先週末の住宅展示場。夢のマイホームを手に入れようと明るい未来を思い描いているはずの来場者たちの心には、どうしても引っかかるものが。
「気がかりは金利。今は安いが、今後どんどん上がっていく不安がある」
「これからの変動金利の上昇、その辺がちょっと不安」
日銀が低く抑え込んできた金利が、この先、跳ね上がってしまうのではないか、近い将来の負担増加の可能性に心配が広がっています。金利が変わらない固定金利か、半年ごとに見直される変動金利か…。来場者たちの気持ちは揺れています。
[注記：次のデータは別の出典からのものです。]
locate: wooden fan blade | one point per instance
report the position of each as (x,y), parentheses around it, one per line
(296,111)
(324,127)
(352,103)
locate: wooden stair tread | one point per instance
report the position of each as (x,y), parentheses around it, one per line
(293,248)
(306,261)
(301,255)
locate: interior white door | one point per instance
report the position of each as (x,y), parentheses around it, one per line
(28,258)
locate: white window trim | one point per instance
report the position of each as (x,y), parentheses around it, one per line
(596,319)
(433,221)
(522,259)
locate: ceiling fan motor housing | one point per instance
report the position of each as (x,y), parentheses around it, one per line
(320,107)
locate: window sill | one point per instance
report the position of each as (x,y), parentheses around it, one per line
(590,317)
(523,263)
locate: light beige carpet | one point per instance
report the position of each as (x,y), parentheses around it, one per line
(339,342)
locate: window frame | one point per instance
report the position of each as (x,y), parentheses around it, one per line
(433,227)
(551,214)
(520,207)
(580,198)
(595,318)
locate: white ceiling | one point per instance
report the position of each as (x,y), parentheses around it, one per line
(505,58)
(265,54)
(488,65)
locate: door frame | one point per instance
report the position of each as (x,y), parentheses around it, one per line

「どっちが良いんだろう。インスタとかで見ると、変動の方がトータル良いのではないかとざっくり見たが、安全とるなら固定なのかな」
「知識不足で…」
「変動だと、都度都度上がったら結構な額になるので」
「お友達にも意見を聞いているが、変動よりも固定の方が圧倒的に多くて」
今年、住宅ローンを契約した客のうち「35年固定型」を選んだ割合は1年前に比べて2倍以上に増えたといいます。日銀が近く政策変更を迫られるのではないか。先読みする動きが始まっています。
日本銀行 黒田東彦総裁(2013年4月)
「これまでとはまったく次元の違う金融緩和」
今から9年前、黒田総裁はデフレ克服のため、大規模な金融緩和に踏み出しました。当時の安倍総理が打ち出した「アベノミクス・3本の矢」の1本目。金利を大幅に引き下げることでお金の回りを良くし、景気を引き上げようとしました。「物価の番人」である日銀の伝統的な政策からは邪道と呼ばれる奇策でしたが、この大規模な金融緩和は株価を2倍以上に引き上げました。しかし、一方で政府の「成長戦略」は不発に終わり、賃金は上がらず、今や物価だけが上がる事態に。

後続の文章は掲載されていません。